Can Large Reasoning Models Identify False Presuppositions? An Empirical Study on Hypothetical Queries

This study systematically evaluates the ability of Large Reasoning Models (LRMs) to handle queries containing false presuppositions. The results show that although LRMs have a 2-11% higher accuracy rate than non-reasoning models, 26-42% of false presuppositions remain unchallenged, and the models are sensitive to the strength of presupposition expressions.

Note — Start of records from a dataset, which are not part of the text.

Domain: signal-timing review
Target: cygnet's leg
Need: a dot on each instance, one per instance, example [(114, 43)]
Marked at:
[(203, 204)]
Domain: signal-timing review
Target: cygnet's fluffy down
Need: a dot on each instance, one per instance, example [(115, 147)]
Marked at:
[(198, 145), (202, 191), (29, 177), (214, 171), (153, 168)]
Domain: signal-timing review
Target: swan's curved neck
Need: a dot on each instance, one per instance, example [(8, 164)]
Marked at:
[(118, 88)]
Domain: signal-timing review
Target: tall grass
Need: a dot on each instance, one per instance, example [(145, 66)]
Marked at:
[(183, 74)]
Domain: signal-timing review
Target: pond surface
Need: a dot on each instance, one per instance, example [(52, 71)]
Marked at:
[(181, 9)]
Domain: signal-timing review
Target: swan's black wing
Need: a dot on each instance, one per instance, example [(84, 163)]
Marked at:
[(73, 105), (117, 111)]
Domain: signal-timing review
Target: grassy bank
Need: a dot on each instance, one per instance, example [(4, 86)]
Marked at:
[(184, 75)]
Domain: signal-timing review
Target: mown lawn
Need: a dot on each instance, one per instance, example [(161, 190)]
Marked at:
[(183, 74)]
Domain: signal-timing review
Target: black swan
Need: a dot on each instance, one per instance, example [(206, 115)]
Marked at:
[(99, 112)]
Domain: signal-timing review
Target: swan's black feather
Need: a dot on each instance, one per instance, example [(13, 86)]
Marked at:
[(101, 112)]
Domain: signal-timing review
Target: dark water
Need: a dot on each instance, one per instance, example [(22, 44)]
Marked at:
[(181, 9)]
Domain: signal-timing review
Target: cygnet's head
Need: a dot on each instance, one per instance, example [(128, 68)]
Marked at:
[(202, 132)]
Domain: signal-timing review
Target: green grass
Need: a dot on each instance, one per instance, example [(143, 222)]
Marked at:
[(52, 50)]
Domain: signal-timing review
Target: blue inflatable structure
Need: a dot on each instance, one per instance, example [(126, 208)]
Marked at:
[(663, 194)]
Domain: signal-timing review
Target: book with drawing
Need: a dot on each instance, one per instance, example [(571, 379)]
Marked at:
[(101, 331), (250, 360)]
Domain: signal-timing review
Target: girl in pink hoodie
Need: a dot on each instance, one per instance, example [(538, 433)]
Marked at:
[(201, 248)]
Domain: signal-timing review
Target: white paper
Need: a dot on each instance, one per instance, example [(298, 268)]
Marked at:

大推理模型预设识别错误假设批判性思维AI安全查询理解推理能力信息验证
Published 2026-05-05 02:15Recent activity 2026-05-06 10:28Estimated read 5 min
Can Large Reasoning Models Identify False Presuppositions? An Empirical Study on Hypothetical Queries
1

Section 01

[Introduction] Evaluation Study on the Ability of Large Reasoning Models to Identify False Presuppositions

This study systematically evaluates the ability of Large Reasoning Models (LRMs) to handle queries containing false presuppositions. The results show that compared to non-reasoning models, LRMs have a 2-11% higher accuracy rate, but 26-42% of false presuppositions remain unchallenged, and the models are sensitive to the strength of presupposition expressions. This study has important implications for AI system design and user usage.

2

Section 02

Background: The Raising of the False Presupposition Problem and Limitations of Existing Research

User queries often contain false presuppositions; if AI answers without discrimination, it will reinforce wrong perceptions. Early Large Language Models (LLMs) could not effectively identify false presuppositions, due to reasons such as training data mostly based on correct premises and interaction design tending to direct answers. The new generation of LRMs theoretically has better recognition ability, but empirical verification is needed.

3

Section 03

Research Methods: Building an Evaluation Benchmark for Presupposition Queries

The study constructed a multi-domain (health, science, common sense) test set, covering presuppositions of different strengths (strong assertions/weak implications). The evaluation criteria are: identifying false presuppositions, pointing out inconsistencies with facts, providing correct information, and responding politely.

4

Section 04

Key Findings: Progress and Limitations of Reasoning Models

  1. The accuracy rate of LRMs in identifying false presuppositions is 2-11% higher than that of non-reasoning models; 2. 26-42% of false presuppositions still remain unchallenged; 3. Models are sensitive to the strength of presuppositions: strong assertions are easily accepted, while weak rumors are easily verified.
5

Section 05

In-depth Analysis: Reasons for the Failure of Reasoning Models

  1. Limitations of reasoning chains: mostly forward reasoning rather than questioning premises; 2. Training data bias: most Q&A assumes correct premises; 3. Trade-off between safety and usefulness: avoiding adversarial responses leads to accepting false premises.
6

Section 06

Improvement Directions and Recommendations

  1. Presupposition recognition training: introduce adversarial training with samples containing false presuppositions; 2. Reasoning guidance: require premise checking through system prompts; 3. Multi-turn interaction: confirm first when possible false presuppositions are detected; 4. Domain-specific mechanisms: automatically check common rumor presuppositions in high-risk domains (e.g., health).
7

Section 07

Conclusions and Implications

Although LRMs have made progress, their performance in handling false presuppositions is still not ideal. Designers need to focus on the critical thinking ability of models, and users need to maintain a critical attitude and cross-verify when obtaining information. In the future, AI systems that balance usefulness and error correction need to be designed.